Cohort mentoring participants also benefit from Mentor-Connect technical assistance and the knowledge of Mentor-Connect senior personnel, as well as the other Mentor-Connect mentors and mentees who they interact with during two in-person workshops.
Ellen Hause, co-principal investigator of Mentor-Connect, told the new mentees that Mentor-Connect’s instruction is designed to build their grant-writing skills and project leadership capabilities.
“We want to inspire, energize and prepare you for a long relationship with the NSF ATE program and for any subsequent grant awards. What you learn over the next year is transferrable as you respond to other NSF funding opportunities and you will also learn how to design good projects that lead to funding from other sources,” Hause said.
Hause, who is program director of academic and student affairs at the American Association of Community Colleges (AACC), emphasized leadership development.
“We teach you grant proposal strategies, and simultaneously your mentor will work with you to guide your proposal writing and submission. Throughout this process you’ll be learning and practicing skills that develop you as a leader….Be prepared to amaze yourself. Your growth as a leader may jump exponentially as you implement your first ATE project.”
Mentor-Connect is an ATE project hosted by Florence-Darlington Technical College in South Carolina in partnership with AACC. Craft praised both organizations for their support of Mentor-Connect since it was initially funded in 2012.

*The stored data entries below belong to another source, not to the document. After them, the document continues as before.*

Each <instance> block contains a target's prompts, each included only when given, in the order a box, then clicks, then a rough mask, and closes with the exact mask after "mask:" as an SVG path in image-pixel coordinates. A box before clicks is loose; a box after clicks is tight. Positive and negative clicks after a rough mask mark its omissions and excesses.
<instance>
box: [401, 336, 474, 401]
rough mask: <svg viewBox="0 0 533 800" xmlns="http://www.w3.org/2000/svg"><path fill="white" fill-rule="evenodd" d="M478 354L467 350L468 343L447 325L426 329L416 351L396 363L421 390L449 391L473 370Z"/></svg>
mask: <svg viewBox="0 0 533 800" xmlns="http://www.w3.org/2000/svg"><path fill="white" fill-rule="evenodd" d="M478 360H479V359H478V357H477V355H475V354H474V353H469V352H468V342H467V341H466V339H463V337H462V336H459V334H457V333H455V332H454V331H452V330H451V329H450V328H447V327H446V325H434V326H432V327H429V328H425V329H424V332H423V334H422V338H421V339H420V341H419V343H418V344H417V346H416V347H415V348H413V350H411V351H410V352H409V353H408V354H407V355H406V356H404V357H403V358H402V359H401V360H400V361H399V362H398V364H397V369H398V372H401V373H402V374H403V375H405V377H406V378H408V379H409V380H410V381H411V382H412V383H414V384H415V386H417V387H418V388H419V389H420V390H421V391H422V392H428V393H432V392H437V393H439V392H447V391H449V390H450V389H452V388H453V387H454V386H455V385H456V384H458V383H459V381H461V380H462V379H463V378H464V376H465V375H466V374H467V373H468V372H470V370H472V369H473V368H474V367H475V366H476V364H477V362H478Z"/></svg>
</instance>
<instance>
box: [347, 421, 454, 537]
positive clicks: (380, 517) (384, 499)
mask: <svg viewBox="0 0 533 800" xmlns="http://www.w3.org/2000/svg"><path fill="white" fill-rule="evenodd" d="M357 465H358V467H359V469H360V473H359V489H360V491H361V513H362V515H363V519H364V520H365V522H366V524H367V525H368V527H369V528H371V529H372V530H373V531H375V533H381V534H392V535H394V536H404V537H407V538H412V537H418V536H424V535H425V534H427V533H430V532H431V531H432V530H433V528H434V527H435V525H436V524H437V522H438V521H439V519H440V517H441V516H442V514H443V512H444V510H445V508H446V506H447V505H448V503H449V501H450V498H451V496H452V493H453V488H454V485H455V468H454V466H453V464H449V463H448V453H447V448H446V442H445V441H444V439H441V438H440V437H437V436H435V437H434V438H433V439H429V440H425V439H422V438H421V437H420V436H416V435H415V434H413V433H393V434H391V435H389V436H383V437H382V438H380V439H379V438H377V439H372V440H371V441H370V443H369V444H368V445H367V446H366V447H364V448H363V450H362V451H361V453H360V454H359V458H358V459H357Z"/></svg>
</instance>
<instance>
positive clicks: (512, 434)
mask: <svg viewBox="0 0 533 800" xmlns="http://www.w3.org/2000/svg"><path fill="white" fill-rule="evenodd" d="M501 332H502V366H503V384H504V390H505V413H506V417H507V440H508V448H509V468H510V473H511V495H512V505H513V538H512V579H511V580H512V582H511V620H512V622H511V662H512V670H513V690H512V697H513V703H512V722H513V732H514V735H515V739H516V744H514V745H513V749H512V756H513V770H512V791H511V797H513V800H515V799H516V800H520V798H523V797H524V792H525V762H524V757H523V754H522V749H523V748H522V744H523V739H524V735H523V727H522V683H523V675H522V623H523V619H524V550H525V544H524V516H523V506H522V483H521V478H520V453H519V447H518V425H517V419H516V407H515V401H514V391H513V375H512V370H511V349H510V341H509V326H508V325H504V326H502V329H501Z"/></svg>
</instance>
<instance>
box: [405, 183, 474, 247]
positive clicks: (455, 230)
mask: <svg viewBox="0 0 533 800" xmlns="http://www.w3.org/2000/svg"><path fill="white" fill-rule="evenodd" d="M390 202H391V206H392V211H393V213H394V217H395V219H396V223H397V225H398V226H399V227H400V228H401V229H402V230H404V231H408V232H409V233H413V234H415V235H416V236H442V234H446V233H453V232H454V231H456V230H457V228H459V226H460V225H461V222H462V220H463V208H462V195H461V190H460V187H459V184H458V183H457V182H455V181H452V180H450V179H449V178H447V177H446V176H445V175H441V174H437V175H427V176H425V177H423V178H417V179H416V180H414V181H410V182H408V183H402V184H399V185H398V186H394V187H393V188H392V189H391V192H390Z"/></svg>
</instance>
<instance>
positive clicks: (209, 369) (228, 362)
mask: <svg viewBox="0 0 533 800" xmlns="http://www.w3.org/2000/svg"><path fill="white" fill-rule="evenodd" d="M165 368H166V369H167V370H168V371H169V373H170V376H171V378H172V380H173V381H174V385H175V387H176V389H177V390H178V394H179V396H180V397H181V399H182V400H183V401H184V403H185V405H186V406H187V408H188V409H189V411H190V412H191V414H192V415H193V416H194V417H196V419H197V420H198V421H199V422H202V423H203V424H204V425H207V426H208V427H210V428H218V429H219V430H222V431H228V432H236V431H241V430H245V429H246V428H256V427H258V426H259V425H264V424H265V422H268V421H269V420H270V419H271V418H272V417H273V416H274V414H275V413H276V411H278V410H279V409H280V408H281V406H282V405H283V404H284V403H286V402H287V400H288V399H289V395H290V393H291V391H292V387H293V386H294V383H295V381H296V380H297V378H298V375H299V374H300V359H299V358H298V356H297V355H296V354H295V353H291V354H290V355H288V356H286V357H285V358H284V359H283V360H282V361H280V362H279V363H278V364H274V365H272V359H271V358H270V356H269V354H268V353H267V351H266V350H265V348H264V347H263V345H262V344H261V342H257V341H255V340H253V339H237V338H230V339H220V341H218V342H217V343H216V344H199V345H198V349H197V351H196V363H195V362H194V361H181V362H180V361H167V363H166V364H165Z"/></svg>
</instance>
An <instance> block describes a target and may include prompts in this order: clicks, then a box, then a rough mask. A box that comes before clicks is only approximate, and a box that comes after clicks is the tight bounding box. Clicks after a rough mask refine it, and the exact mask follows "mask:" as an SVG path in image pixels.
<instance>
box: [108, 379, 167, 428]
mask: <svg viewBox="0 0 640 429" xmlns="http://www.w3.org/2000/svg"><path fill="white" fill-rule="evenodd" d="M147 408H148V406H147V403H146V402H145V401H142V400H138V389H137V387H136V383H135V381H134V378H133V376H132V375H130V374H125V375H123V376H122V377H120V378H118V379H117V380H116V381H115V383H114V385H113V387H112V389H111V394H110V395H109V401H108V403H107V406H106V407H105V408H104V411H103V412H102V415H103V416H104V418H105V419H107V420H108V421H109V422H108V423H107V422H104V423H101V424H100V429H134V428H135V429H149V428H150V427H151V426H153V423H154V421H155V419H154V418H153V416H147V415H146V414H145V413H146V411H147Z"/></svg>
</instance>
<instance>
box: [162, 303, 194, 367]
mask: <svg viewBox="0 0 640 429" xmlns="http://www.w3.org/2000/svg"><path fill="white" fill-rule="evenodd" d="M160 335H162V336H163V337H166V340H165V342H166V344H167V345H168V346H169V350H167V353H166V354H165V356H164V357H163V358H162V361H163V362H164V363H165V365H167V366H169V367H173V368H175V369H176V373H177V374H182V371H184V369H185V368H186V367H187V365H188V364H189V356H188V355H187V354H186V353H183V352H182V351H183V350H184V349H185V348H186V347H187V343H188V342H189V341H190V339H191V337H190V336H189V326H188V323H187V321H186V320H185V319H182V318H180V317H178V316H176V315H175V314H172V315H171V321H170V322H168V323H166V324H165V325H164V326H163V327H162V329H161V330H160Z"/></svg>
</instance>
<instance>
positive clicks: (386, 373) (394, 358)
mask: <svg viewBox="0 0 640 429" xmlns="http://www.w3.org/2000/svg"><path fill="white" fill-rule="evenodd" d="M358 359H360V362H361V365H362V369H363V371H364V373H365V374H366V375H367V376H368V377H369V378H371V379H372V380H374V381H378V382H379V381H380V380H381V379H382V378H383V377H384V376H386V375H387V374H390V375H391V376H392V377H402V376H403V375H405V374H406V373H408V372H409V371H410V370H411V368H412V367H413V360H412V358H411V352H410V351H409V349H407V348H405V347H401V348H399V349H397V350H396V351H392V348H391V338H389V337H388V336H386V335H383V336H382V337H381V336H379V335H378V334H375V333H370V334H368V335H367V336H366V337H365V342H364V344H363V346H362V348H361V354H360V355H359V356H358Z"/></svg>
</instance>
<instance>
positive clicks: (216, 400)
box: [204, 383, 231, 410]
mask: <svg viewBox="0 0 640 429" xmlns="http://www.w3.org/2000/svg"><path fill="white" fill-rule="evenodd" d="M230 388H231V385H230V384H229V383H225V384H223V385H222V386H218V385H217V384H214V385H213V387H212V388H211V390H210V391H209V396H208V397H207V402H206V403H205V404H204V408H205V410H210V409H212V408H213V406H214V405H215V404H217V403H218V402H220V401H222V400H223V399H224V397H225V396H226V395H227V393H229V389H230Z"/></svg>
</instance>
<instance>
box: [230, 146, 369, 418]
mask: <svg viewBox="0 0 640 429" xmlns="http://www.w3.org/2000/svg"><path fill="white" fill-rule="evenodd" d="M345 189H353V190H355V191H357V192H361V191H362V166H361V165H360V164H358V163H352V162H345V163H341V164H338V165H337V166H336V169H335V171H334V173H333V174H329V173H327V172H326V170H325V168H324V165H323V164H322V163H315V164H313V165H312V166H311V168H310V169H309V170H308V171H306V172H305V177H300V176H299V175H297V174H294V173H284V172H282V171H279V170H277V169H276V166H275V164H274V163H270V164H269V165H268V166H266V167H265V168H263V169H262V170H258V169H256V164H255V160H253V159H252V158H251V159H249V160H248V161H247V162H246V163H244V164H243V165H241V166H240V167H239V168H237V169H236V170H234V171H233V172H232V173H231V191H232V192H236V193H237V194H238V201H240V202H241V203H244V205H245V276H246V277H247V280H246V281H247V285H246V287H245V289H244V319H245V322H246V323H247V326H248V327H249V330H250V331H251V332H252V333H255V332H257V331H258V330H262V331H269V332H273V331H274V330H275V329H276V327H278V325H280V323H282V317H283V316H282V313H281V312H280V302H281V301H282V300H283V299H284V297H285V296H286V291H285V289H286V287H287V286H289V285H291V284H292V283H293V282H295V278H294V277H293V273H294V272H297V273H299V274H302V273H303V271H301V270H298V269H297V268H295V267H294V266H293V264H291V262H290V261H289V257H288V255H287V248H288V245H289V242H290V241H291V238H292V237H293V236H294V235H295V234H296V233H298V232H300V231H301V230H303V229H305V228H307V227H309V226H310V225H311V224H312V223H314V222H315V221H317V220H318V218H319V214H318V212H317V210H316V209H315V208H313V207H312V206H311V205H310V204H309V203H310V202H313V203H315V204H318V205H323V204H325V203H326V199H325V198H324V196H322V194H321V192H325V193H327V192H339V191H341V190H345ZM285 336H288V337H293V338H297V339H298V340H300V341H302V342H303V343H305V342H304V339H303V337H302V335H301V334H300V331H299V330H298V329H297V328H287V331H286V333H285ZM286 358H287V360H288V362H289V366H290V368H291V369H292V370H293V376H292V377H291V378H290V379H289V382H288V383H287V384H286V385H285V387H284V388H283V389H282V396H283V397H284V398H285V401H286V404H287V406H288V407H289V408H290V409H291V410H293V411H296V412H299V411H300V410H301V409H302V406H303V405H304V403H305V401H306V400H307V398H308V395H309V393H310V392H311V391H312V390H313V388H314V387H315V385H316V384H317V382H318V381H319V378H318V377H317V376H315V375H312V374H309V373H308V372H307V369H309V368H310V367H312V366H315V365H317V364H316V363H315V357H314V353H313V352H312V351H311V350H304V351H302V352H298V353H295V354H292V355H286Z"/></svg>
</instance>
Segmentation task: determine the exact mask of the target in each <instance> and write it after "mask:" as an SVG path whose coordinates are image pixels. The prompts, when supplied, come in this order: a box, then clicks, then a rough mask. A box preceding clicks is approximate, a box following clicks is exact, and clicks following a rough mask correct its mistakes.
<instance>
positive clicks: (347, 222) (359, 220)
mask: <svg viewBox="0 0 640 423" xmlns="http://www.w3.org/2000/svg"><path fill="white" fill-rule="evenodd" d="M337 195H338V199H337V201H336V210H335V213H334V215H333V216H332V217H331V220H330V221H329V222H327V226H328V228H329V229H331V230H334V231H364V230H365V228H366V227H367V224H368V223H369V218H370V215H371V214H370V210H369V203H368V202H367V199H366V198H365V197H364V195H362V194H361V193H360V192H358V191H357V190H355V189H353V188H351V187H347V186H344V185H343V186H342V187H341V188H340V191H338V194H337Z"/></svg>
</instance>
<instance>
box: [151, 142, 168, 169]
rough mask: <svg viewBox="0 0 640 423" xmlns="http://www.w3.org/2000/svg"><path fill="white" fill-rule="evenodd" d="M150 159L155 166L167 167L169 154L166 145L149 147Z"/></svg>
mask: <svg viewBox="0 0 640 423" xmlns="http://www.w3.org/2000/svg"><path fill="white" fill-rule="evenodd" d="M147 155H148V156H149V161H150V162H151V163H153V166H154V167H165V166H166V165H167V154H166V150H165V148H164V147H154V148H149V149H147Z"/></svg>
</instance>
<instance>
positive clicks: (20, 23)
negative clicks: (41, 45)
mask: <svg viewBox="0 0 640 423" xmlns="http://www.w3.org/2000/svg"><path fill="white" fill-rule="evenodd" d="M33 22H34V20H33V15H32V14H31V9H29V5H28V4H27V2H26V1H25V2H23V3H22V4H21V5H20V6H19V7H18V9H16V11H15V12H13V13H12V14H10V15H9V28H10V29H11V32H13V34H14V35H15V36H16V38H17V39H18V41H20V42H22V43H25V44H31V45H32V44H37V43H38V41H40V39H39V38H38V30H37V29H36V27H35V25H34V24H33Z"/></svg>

The application for 2023 cohort of new-to-ATE mentees will be available on Mentor-Connect’s website in July 2022.
In addition to cohort mentoring, Mentor-Connect offers Second Chance Mentoring for faculty whose proposals to the Small Grants for Institutions New to ATE were declined and Moving Up Mentoring for faculty who have had a Small Grant for Institutions New to ATE and want to propose a larger ATE project. April 1 is the deadline for applying to these shorter duration mentoring services.